The Commission of Human Rights and Administrative Justice (CHRAJ) was established in 1993 under the 1992 Constitution of Ghana by Act 456. It is the national institution for the protection and promotion of fundamental rights and freedoms and administrative justice in Ghana. CHRAJ combines the work of the Ombudsman and the human rights commission under one umbrella.

 

The CHRAJ Act (Act 456)

AN ACT to establish a Commission on Human Rights and Administrative Justice to investigate complaints of violations of fundamental human rights and freedoms, injustice and corruption; abuse of power and unfair treatment of persons by public officers in the exercise of their duties, with power to seek remedy in respect of such acts or omissions and to provide for other related purposes.

DATE OF ASSENT: 6th July 1993

BE IT ENACTED by Parliament as follows-

PART I – ESTABLISHMENT OF COMMISSION ON HUMAN RIGHTS AND ADMINISTRATIVE JUSTICE

  1. There is established by this Act a body to be known as the Commission on Human Rights and Administrative Justice in this Act referred to as "the Commission"
  2. (1) The Commission shall consist of –
    (a) a Commissioner for Human Rights and Administrative Justice in this Act referred to as "the Commissioner"; and
    (b) two Deputy Commissioners for Human Rights and Administrative Justice, in this Act referred to as "the Deputy Commissioners".

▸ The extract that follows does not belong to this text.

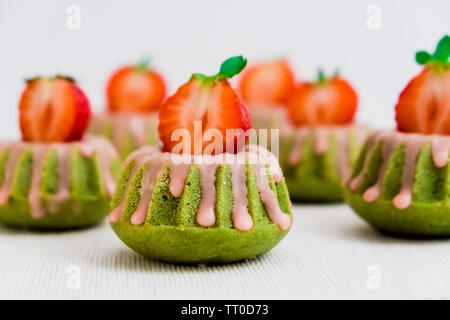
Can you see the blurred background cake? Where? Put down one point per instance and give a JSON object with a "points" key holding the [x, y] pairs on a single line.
{"points": [[400, 183], [319, 150], [134, 95], [55, 178]]}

    The President shall, acting in consultation with the Council of State appoint the Commissioner and the Deputy Commissioners.

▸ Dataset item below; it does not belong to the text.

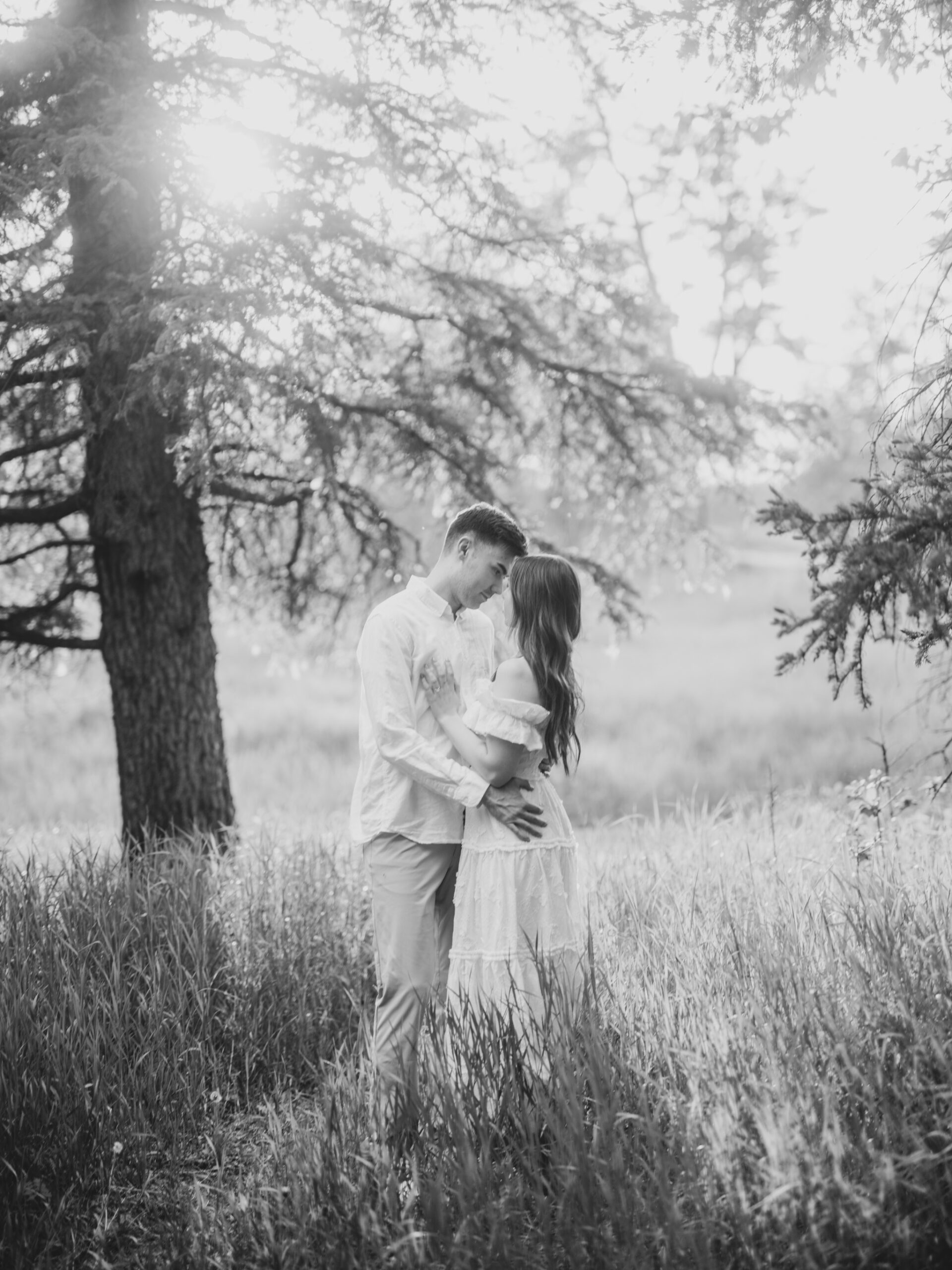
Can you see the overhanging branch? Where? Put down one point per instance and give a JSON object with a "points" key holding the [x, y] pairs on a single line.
{"points": [[35, 447], [225, 489], [48, 515], [55, 377], [12, 633]]}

  3. (1) A person shall not be qualified for appointment as Commissioner or a Deputy Commissioner for Human Rights and Administrative Justice, unless he/she is –
    in the case of the Commissioner, qualified for appointment as a  Justice of the Court of Appeal; and in the case of a Deputy Commissioner, qualified for appointment as a Justice of the High Court.
    (2) The Commissioner and Deputy Commissioners shall not while holding office as Commissioners hold any other public office.
  4. (1) The Commissioner and Deputy Commissioners shall enjoy the terms and conditions of service of a Justice of the Court of Appeal and High Court respectively.
    (2)  The Commissioner and Deputy Commissioners shall cease to hold office upon attaining the ages of seventy and sixty-five years respectively.
    (3) Where the Commissioner or a Deputy Commissioner dies, resigns or is removed from office, the President shall, acting in consultation with the Council of State, appoint a person qualified to be appointed Commissioner or Deputy Commissioner to perform those functions until the appointment of a new Commissioner or Deputy Commissioner.
  5. The procedure for the removal of the Commissioner and Deputy Commissioner shall be the same as that provided for the removal of a Justice of the Court of Appeal and a Justice of the High Court respectively under article 146 of the Constitution.
  6. Except as provided by the Constitution or by any other law not inconsistent with the Constitution, the Commission and the Commissioners shall, in the performance of their functions not be subject to the direction or control of any person or authority.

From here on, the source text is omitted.